Sunday, November 26, 2000
Trumping the Klan
How can Cincinnati counter hate group's message?
It is a lost cause, but should we fight it anyway?
For the past few weeks, Cincinnati City Council has been turning on a spit over that question trying to decide whether to grant the Ku Klux Klan a permit to erect a display on Fountain Square during the holiday season.
Technically, the decision falls to the administration, not council. But morally, council should make the call.
According to the city solicitor's office, there isn't anything that Cincinnati can do legally to stop this raggedy band of hatemongers. If the city tries to stop them, the Klan will go to federal court, where the Constitution says they must prevail.
The solicitor's office is advising council not to try to block the display. That is sound legal advice. Council wants desperately to ignore it.
As many times as we have said we abhor the Klan, there is still a perception among some people that this is orchestrated, and that we give them a permit because we really don't mind what they say, said Mayor Charlie Luken. It's a terrible perception.
At last Monday's meeting of council's Law and Public Safety Committee, Chairman Charlie Winburn begged anyone who could find a legal loophole to stop the Klan to please come forward. I don't want to sell the public false hope that we can keep the Klan off the square ... but if anybody has got any creative loopholes for this, I will listen, Mr. Winburn said.

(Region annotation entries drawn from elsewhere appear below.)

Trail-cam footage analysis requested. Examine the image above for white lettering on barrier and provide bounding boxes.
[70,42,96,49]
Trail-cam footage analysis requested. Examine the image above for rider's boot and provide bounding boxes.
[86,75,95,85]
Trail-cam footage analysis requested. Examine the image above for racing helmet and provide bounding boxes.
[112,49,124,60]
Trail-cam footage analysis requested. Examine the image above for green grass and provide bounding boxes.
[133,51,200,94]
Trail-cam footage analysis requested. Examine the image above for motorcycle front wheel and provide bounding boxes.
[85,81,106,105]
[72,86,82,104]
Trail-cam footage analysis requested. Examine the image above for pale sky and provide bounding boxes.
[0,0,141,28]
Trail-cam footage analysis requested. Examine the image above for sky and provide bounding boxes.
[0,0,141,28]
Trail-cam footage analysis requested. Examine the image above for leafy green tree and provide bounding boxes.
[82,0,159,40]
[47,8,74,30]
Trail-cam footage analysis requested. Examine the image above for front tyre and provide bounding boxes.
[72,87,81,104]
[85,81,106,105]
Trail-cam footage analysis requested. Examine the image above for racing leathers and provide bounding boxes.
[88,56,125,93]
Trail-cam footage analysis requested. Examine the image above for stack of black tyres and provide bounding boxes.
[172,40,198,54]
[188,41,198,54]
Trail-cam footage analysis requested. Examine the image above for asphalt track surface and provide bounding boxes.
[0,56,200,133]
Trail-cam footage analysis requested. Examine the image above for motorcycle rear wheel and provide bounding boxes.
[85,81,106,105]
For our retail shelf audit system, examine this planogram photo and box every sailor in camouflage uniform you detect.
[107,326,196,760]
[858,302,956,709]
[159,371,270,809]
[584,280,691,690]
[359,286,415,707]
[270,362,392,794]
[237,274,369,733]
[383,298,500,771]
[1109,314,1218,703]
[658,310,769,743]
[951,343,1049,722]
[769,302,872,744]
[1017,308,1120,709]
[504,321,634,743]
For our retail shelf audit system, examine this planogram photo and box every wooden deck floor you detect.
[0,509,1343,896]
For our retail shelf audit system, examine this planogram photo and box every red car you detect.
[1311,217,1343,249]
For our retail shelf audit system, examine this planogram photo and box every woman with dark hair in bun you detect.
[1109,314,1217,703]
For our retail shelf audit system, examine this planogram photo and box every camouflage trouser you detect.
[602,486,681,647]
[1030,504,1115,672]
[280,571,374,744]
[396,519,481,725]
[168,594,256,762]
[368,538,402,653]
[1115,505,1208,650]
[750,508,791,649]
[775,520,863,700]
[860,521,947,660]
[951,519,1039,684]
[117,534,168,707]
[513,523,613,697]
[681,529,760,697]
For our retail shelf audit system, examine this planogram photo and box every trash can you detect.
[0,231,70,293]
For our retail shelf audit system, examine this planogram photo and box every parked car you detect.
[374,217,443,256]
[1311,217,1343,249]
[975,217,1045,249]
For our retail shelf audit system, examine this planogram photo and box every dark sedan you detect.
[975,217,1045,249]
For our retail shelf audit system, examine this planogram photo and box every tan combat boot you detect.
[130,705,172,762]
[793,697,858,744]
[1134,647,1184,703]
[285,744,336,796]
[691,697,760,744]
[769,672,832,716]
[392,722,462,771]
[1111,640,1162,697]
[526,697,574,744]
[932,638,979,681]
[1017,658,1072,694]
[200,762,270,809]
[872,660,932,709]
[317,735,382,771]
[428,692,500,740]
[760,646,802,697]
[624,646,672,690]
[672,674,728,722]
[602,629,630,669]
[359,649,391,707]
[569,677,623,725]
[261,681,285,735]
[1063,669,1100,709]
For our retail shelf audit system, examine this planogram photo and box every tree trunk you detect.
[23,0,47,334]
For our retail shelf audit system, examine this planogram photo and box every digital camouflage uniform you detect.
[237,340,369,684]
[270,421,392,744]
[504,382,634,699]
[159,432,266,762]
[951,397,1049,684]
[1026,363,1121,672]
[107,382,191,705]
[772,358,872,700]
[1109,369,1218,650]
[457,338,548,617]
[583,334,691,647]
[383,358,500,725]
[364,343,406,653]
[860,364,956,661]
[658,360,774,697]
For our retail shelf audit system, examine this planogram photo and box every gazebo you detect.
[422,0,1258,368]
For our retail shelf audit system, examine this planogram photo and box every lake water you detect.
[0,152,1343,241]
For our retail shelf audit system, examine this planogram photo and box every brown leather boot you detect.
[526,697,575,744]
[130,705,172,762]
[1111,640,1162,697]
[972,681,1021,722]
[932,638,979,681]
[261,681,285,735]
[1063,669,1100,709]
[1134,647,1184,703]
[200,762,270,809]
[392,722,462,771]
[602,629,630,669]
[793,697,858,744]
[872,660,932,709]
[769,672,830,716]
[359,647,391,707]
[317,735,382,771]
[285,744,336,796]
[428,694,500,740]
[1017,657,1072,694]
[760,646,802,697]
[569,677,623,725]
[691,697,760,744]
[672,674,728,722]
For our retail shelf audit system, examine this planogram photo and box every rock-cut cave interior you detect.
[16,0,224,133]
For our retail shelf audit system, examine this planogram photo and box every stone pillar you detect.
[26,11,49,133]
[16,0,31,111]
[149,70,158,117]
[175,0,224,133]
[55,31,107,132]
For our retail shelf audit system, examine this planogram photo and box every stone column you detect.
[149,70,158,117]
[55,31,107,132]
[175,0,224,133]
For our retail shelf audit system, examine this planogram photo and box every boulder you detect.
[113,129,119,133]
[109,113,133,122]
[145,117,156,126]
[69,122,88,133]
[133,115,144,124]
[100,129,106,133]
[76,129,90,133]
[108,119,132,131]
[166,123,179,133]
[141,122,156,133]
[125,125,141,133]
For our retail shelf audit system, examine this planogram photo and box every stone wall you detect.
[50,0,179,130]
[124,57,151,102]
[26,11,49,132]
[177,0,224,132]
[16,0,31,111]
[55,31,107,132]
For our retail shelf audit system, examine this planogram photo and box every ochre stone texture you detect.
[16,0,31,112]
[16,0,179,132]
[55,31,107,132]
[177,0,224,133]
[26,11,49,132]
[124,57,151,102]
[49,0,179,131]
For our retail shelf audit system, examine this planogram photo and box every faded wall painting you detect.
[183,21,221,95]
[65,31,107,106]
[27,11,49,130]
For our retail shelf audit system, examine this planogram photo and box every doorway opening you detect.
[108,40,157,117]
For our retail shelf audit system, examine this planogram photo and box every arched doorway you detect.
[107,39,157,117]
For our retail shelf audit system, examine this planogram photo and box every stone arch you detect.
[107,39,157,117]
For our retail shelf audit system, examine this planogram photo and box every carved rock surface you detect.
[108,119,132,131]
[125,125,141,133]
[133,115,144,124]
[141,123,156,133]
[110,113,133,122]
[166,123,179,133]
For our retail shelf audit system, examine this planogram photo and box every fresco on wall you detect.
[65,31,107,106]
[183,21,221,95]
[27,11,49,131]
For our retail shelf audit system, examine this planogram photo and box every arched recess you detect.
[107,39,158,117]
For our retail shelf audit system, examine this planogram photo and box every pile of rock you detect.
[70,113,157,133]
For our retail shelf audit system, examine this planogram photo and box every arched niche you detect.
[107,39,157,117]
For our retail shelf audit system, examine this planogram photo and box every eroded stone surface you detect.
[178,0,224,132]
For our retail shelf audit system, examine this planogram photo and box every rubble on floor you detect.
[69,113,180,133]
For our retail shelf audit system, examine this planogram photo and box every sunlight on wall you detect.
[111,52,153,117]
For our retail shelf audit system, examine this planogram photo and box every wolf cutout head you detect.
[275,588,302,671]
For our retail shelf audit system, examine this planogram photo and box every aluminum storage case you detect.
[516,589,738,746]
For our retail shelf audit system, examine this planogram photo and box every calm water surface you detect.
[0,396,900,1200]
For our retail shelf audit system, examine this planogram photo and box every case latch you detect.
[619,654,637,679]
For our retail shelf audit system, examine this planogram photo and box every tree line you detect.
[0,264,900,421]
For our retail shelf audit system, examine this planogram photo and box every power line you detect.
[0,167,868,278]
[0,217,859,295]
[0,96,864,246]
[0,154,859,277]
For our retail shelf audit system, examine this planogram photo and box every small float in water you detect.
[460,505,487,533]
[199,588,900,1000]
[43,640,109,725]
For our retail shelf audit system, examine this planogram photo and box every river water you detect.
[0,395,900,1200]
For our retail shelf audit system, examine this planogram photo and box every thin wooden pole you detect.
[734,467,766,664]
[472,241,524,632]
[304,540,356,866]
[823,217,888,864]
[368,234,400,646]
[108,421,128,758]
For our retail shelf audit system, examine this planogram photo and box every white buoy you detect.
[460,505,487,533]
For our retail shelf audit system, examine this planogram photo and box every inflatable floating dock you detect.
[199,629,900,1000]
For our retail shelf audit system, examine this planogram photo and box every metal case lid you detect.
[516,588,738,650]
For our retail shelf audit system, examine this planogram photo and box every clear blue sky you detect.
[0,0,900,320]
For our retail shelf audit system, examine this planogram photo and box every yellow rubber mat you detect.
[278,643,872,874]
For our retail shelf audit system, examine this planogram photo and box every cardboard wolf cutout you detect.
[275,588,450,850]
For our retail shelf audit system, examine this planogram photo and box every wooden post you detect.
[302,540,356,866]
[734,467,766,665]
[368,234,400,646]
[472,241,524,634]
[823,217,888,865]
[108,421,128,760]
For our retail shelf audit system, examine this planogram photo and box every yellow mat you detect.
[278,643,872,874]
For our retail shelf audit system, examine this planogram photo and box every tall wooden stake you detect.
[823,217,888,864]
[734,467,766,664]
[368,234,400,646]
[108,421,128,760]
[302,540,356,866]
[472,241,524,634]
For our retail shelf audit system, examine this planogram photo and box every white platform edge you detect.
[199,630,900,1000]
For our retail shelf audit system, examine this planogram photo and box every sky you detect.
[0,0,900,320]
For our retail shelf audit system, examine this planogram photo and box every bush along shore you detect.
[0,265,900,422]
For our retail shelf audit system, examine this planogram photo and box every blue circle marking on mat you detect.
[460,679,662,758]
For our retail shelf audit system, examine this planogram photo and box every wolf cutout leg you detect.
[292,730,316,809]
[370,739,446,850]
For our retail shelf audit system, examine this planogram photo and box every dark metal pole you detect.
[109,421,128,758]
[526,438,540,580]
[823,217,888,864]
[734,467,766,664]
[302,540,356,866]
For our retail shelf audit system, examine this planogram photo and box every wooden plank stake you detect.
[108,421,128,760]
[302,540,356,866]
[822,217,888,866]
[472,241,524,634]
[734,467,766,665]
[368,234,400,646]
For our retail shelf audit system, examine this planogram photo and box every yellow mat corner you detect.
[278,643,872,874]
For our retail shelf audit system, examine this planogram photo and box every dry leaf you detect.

OK, here is a suggestion: Give the Klan its permit, and then lead us in another direction.
We can't stop the Klan, we can only counteract it. The solicitor is correct. The law does, and should, allow the Klan to speak. Denying them access to the square will just result in costly and fruitless litigation. There is even the possibility that, because members of council know they have no legal basis for denying a permit, they could be held personally liable if they tried.
Confronting the Klan on the square is even more senseless. It promotes the violence we want to stop and causes the city to spend money on extra police.
The Klan wants to put up a cross and pass out their bile for 10 days starting on Dec. 2. While they do that, Cincinnati should show the world why this city is not represented by the message of the Klan. Ironically, we've done that successfully in the past.
Several years ago, after the city lost a court fight with the Klan, former Councilman Tyrone Yates organized a multi-cultural candlelight vigil on the square, on a night when the Klan did not have a permit for its display. Nationally recognized civil rights leaders spoke and the media focused on the symbolism of that event, leaving the subsequent Klan display almost unnoticed that year. The Southern Poverty Law Center carries the story of that rally on its Web site as an example of how to counteract messages of hate.
There have been other, sporadically successful efforts. A group of Baptist ministers grabbed all the available permits last year, so there was nothing left for the Klan. Other groups have put up friendship trees on the square.
But after each success, we have dropped our guard, and the Klan has come sneaking back. That needs to change.
If people like Charlie Luken and Charlie Winburn really want to lead a fight against the Klan, they should organize demonstrations that promote and celebrate our tolerance. And the rest of us should help.
A few ministers have been willing to act, but where are the rest of the churches and temples? There shouldn't be a single member of the clergy in our community unwilling to speak out against the hatred the Klan represents.
Is there a school in the community unwilling to use this as a civics lesson? Unwilling to explain to its students that America not only tolerates but welcomes diversity? What better time than the holiday season for schools to stage assemblies to celebrate peace, unity and acceptance of our differences?
Are there any parents in this community unwilling to teach their children that tolerance and understanding are better than hate and bigotry? Have you ever had a conversation with your kids on this subject? If not, this is a good time to start.
Council should let the Klan have its measly demonstration on the square, then stage another demonstration, one that shows the city and the world what kind of a place Cincinnati really is. How about the first annual Cincinnati festival of tolerance. Borrow one of the stadiums down on the riverfront and fill it up with our own vigil.
As long as people are willing to say they do not support the messengers of hate, this will not be a lost cause.
David Wells is associate editorial page editor of the Enquirer.